When you’re hiring a vendor to create e-learning courses for you, there are going to be certain technical requirements in place. A few things you will want to consider include:

  • Authoring Tool: Which tool do you prefer to use? You want the applicants to be skilled and experienced in the tool you are using.
  • Audio or Video Editing: Will there be audio or video in your e-learning? If yes, you need someone who can work with audio and video files and has the appropriate software to do so.
  • Graphic Editing: Do you need some graphic design work done for your course? How about graphics created or edited? If so, your vendor will need to have graphic editing tools.

Timelines and Budget

It’s important to include a due date, or a go-live date, in your proposal. You may need the course to be implemented at the same time as a new system is launched, or before a new product hits the shelves.  

In terms of budget, you need to put a number out there—even if it’s an educated guess or simply a broad range.
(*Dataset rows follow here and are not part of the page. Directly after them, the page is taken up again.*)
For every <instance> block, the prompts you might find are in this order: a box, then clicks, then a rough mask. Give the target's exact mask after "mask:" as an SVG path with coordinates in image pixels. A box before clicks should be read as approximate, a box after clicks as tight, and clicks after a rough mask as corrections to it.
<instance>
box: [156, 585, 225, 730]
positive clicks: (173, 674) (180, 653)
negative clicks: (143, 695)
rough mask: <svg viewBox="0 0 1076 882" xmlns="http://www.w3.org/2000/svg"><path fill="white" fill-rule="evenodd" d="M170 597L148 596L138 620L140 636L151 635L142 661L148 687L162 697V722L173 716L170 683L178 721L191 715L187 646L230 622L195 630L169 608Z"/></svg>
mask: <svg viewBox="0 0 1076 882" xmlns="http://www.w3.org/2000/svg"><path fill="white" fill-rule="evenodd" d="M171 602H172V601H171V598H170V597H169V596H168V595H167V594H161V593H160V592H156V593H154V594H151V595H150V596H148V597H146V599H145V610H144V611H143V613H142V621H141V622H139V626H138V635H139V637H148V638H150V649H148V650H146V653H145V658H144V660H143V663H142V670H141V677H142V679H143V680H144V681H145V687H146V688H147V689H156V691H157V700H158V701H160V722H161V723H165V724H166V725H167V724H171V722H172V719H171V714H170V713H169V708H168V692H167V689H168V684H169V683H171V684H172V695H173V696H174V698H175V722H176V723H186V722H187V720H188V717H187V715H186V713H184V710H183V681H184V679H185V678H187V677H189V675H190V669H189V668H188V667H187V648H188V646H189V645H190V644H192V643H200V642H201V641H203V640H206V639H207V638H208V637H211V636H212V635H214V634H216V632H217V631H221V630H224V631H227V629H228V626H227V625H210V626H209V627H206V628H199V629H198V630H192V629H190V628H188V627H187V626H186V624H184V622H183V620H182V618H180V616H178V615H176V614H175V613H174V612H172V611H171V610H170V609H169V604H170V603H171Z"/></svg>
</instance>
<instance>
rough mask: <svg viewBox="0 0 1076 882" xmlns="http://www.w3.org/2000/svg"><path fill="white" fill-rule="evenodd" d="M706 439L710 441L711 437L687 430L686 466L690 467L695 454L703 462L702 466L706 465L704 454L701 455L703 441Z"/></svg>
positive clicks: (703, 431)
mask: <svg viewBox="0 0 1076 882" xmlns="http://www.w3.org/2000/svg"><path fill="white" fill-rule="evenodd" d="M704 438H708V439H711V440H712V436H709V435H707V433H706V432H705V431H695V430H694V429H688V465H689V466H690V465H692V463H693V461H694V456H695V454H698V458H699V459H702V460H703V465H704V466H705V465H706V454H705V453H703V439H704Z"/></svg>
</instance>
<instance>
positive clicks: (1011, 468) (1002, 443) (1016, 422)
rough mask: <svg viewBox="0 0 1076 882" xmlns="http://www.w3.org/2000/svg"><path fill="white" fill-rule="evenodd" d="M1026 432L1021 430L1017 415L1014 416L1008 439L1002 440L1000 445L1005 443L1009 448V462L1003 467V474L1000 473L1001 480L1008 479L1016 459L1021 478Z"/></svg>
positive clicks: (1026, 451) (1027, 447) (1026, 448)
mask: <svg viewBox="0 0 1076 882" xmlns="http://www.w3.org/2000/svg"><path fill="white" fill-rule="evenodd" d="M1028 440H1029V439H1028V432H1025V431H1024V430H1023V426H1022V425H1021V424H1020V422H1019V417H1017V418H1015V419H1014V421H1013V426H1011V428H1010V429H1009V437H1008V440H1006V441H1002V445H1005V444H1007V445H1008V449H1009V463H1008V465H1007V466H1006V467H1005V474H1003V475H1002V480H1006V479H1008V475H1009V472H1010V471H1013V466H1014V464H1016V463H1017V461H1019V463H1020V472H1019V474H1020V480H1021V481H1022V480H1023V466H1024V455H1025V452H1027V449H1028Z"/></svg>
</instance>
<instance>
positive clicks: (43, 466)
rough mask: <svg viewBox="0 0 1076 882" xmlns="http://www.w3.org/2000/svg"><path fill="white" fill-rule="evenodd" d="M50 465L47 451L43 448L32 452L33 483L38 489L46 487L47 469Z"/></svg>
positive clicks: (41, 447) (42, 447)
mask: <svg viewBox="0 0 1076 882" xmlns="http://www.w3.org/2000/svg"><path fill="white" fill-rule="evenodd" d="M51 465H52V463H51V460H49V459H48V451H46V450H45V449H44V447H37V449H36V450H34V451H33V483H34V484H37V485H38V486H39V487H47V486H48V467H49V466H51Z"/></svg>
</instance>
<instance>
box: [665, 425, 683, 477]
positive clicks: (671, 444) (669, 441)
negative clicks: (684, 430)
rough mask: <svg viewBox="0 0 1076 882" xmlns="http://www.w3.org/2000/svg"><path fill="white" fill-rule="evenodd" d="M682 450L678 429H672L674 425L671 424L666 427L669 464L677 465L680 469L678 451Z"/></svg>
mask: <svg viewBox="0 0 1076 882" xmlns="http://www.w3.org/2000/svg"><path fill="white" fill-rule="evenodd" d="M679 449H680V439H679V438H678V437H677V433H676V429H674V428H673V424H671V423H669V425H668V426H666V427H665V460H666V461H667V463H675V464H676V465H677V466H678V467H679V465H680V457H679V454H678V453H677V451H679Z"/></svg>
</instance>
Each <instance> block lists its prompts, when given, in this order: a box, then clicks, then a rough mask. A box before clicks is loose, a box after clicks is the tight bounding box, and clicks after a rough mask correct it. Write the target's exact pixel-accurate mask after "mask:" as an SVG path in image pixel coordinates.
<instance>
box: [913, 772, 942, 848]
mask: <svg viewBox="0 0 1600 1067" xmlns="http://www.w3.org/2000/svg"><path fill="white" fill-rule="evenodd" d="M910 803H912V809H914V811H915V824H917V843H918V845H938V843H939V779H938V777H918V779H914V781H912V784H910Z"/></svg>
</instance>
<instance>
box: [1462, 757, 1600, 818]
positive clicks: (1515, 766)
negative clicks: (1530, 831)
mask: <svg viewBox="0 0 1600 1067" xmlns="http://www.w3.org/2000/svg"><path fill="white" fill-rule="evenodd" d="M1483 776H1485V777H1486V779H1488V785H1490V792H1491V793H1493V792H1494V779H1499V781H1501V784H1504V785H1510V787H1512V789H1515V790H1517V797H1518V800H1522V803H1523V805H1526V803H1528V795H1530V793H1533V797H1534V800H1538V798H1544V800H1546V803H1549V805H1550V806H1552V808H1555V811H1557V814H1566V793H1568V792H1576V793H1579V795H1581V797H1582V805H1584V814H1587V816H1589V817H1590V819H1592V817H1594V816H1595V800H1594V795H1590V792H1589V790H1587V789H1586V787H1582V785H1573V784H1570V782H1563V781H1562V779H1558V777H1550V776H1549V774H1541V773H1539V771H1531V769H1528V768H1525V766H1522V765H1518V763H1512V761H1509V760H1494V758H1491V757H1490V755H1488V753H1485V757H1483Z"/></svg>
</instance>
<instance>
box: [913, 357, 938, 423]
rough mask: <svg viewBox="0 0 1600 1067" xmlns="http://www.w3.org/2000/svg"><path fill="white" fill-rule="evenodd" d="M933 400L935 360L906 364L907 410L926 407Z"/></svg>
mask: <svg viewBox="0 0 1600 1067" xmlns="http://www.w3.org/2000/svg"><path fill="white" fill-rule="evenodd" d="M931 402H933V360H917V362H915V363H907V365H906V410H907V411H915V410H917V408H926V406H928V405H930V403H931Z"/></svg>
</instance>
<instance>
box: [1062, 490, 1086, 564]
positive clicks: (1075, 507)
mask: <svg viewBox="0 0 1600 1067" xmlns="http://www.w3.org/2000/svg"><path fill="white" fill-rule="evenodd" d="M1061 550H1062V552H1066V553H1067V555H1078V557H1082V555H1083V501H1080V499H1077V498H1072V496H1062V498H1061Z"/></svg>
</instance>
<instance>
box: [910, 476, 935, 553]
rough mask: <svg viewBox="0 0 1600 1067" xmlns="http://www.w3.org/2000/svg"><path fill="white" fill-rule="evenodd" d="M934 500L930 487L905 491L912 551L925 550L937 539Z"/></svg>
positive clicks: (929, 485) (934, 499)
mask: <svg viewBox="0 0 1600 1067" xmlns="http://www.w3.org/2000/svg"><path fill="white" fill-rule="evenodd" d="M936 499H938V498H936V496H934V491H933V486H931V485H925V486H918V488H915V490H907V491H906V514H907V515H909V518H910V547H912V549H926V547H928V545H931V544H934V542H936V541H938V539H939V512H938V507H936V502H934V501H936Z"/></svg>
You don’t want to waste your time (or a vendor’s time) with proposals that are outside of your price point.

Contract Terms and Payment Details

Be sure to include all other terms and conditions you want covered. This may include things like who will hire and pay subcontractors, any details about termination of the contract, and information about payments and the intervals for them.

Proposal Submission and Timeline

You should provide the vendor with information about how you want the proposal to be formatted, what it should cover, how they can submit their portfolio and work examples, as well as any important details of submission. Don’t forget to include a due date for proposals. You can also mention the schedule for applicant selection and interviewing.

Points of Contact

Always include a point of contact in your RFP. This may be the person leading the project, or someone else altogether. Regardless, the people submitting proposals should always have a specific person to contact.

Finding a qualified vendor for your next big e-learning project doesn’t have to seem like mission impossible. Writing a detailed RFP can make the process a lot easier for you by allowing the candidates to sell themselves to you. Do you have tips of your own for writing a great RFP? Let me know in the comments!